Published Date: Oct 18, 2011
INACCESSIBLE FOOD PRICES DECREASE WHEAT CONSUMPTION BY 15%
The 15 per cent decrease in wheat consumption despite enough production was mainly because of inaccessible food prices and infrastructure-related challenges, said SDPI’s Executive Director Dr Abid Qaiyum Suleri here on Monday.
He was speaking at a seminar on “Food prices: from crisis to stability” jointly organised by Sustainable Development Policy Institute (SDPI) and Oxfam here. He said that food prices in Pakistan are a crisis of governance. Appreciating the devolution process, he lamented that giving Ministry of Food and Agriculture under Ministry of Science of Technology would only improve technological aspects of the Ministry but not the food-related issues.
He criticised the shift from agricultural economy to services sector economy bypassing industrial economy, which requires highly literate, professionally qualified and skilled labour in contrast to agriculture and manufacturing sectors. “We are becoming a food insecure nation as not only food consumption patterns are changing but also poverty and social unrest is increasing.” He added.
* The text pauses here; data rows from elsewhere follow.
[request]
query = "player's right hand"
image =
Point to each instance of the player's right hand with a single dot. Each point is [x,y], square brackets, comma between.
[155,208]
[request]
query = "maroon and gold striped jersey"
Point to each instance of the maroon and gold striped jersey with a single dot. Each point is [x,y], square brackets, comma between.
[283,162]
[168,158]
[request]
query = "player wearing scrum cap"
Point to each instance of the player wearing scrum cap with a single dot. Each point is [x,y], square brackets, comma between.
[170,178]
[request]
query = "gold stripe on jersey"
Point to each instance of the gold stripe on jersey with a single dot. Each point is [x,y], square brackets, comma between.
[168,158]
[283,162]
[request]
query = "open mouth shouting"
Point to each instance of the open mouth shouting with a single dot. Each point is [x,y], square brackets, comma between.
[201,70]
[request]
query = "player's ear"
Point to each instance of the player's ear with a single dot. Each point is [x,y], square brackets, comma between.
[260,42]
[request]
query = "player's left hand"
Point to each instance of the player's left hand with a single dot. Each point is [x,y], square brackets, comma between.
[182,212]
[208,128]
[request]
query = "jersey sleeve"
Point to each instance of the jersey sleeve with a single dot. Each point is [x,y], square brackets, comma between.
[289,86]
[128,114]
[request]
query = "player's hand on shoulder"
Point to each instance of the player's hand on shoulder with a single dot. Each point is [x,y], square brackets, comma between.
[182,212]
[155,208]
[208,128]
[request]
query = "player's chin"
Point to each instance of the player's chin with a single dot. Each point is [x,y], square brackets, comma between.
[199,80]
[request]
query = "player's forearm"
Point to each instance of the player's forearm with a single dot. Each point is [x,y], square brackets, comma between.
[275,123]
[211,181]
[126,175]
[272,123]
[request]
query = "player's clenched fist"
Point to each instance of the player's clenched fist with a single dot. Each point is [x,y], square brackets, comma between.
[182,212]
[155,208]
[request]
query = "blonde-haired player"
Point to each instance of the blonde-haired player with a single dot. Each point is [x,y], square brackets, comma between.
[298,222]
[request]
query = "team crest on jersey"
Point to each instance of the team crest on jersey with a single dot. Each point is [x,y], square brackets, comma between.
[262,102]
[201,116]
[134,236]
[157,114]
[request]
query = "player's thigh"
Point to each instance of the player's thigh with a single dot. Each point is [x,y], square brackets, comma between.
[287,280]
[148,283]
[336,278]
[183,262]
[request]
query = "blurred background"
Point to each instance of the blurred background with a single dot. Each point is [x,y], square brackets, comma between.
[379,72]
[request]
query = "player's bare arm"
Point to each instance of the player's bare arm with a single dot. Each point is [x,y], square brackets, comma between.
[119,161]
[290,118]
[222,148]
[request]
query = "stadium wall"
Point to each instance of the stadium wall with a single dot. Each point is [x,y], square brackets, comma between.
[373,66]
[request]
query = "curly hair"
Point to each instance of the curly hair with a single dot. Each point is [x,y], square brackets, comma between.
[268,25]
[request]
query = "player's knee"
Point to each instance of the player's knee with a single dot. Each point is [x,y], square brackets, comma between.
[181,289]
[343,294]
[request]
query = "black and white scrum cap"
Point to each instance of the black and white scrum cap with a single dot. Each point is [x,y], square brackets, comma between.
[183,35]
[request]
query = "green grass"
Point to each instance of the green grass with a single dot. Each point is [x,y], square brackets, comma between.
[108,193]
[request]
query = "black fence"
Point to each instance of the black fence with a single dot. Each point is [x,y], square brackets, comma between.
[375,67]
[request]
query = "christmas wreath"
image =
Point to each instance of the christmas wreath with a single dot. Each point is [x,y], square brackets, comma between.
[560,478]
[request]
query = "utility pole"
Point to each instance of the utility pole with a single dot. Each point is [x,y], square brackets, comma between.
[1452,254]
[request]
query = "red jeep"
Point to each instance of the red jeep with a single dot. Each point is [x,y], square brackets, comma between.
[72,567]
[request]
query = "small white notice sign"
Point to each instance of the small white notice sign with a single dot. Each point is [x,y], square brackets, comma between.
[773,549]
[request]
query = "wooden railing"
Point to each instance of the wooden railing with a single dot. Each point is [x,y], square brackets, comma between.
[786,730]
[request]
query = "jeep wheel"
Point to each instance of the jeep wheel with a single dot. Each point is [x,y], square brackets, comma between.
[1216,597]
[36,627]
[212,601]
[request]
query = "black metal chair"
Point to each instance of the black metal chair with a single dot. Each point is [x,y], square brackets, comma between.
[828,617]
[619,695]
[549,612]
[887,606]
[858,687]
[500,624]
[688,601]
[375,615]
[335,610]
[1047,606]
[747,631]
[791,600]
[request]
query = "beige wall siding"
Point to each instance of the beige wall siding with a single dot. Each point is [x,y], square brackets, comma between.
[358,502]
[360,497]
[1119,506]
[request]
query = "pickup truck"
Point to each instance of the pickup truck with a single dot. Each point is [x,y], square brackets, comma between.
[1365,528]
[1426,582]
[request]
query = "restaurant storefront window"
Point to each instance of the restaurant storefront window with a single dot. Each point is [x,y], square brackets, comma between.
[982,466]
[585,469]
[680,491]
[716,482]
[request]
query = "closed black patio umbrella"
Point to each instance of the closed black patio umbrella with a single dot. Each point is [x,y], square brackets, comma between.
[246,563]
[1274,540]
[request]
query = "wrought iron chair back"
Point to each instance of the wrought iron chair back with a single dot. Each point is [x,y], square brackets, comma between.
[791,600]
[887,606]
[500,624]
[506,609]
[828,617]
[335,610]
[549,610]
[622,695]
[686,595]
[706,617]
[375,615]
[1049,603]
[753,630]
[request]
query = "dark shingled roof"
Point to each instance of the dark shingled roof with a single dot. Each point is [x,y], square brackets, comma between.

He stressed the need of importing food items at least vegetables from India. He also recommended free school lunch system in the public schools ensuring at least one-time nutrition food in a day to the children of poor families besides a thorough assessment of Benazir Income Support Programme (BISP) to determine the effectiveness of resources invested in this initiative.
He said that till last year, 50 per cent population was spending their 65-75% of income on food at the cost of other social expenditures such as shelter, education and health. He said that food deficiency leads to intra-house food insecurity among lower-middle and lower class families as priority is given to male breadwinners to keep them physically fit for family earnings at the cost of women, children and elderly.
Country Representative Food and Agriculture Organisation (FAO), Kavin D Gallagher, talked about fluctuating food prices in Pakistan and across the globe. He identified 2008 global financial crisis as the real factor, which increased food prices globally and also linked food prices with growing oil prices.
He said that Pakistan had bumper wheat crop last year in districts, which were not affected by 2010 floods. The districts which were affected last year, and this year also have become food insecure, where farmers had become heavily indebted as they have to borrow to rebuild their houses as well as invest in agricultural inputs such as seeds and grains and restock their livestock.
Kevin was of the view that food storage is not only Pakistan’s problem but rather it’s a global issue. He said that recurrence of disasters across the world heavily dented the food grains reserves resulting in enormous increase in food prices. He said that IMF and financial institutions through structural adjustments, encouraged countries to move towards food reserves in private sectors, which further lowered the grain stocks throughout the world.